All of which might help explain why Barack Obama felt the need to give Biden a reality check about Trump’s potential to defeat him in 2024.

There has been little in the way of a merit-based defense of Trump after this latest indictment, as was the case after the previous two. And relatively few Republicans have actually gone to bat for him in any significant way — at least compared with the way they did when the federal government searched Mar-a-Lago a year ago.

But in this case, the tepid pushback is arguably more pronounced.

The idea is that Trump is being politically targeted. The idea is that there is a two-tiered system of justice. The idea is that Trump was entitled to free speech and may even have believed his falsehoods.

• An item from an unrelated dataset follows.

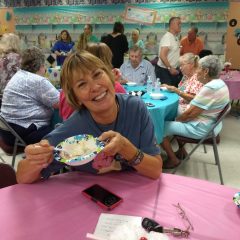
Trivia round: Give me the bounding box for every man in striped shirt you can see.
[120,45,156,85]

Virtually none of the Republican defense argues that Trump was actually right and that his actions were warranted. This lack might be considered rather patronizing, because it implies that he wasn’t, and they weren’t. Why not just argue that what he said and did was substantiated?

Because they can’t. It’s in some ways an extension of what happened after the 2020 election. Republicans by and large didn’t echo Trump’s obviously false claims of mass voter fraud, because they seemingly knew they were ridiculous. They instead made process arguments about voting rules that changed during the early stages of the coronavirus pandemic, supplementing Trump’s objections with these to at least seem like they were on the same page.

Some seemed to think that was the smart play and it would all just blow over. Then Jan. 6 happened.

Nearly three years later, Republicans get to keep dealing with it, right into the middle of the 2024 election.